Hey, fellow archers & bowhunters! 

Just coming in to introduce myself and look around the site. :smile: 

I was born & raised on Maui, Hawaii. Been involved in archery since 1990, took some time off to heal up a shoulder injury, and now am back in with gusto! 

Looking forward to meeting you all online and hopefully face-to-face! :teeth:


----------



## mavmike72 (Dec 17, 2009)

Welcome


----------



## 96720 (May 31, 2007)

*Welcome*

Welcome, glad to see more guys from Hawaii on AT! Howzit going on Maui?


----------



## Tim Roberts (Jul 13, 2002)

:wav: :yo: *G'day.*







to *Archery Talk* Mark B. Have fun here.


----------



## wicked1Joe (May 19, 2009)

:wav:
Welcome to AT


----------



## Mark B. (Jan 12, 2010)

96720 said:


> Welcome, glad to see more guys from Hawaii on AT! Howzit going on Maui?

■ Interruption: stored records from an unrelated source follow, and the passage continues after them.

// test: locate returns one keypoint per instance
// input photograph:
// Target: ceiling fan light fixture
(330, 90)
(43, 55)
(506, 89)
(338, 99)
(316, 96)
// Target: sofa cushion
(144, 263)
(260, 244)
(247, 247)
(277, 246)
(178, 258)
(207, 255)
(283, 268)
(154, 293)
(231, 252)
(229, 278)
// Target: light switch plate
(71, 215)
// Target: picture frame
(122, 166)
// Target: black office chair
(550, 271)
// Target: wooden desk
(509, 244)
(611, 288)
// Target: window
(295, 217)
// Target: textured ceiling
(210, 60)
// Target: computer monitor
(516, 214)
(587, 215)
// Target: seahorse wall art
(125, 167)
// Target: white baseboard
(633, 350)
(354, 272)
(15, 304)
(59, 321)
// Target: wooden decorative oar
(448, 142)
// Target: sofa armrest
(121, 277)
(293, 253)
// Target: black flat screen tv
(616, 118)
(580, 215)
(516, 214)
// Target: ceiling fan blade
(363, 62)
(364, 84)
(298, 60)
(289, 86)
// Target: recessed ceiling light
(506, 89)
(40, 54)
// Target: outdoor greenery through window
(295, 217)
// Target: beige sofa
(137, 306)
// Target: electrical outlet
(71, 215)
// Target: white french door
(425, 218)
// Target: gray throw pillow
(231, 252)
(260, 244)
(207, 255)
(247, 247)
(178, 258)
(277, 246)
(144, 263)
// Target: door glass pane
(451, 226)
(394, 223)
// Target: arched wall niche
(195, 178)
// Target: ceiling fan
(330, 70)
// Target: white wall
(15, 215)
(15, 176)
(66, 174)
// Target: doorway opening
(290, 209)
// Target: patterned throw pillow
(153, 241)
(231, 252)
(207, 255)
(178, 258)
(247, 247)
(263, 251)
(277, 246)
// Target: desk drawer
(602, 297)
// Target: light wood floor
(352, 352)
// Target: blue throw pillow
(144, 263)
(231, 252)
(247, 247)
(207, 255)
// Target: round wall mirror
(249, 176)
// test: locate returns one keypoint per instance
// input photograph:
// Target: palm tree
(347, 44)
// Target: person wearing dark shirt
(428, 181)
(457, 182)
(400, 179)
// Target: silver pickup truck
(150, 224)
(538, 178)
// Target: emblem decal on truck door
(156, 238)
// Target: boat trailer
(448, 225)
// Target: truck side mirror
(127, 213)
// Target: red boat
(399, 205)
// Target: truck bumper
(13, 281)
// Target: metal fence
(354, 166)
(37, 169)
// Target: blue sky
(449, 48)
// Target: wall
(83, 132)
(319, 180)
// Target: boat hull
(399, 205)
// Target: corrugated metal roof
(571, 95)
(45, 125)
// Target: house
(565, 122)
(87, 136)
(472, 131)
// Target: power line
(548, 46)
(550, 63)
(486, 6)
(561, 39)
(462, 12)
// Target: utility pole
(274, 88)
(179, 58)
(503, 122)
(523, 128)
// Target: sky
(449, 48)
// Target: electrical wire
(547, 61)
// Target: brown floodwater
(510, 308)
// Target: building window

Pretty good! Tons of Axis deer!!!


----------



## Mark B. (Jan 12, 2010)

Hey, thanks for all the welcomes, guys!!! Wow, even from Australia!!! :mg: G'day to ya, too, mate!


----------



## islandhuntah (Sep 21, 2009)

ALOHA! originaly born and raised on oahu, ewa beach now in ohio, welcome to A.T!


----------



## rycountryboy (Feb 21, 2008)

:welcome: to AT


----------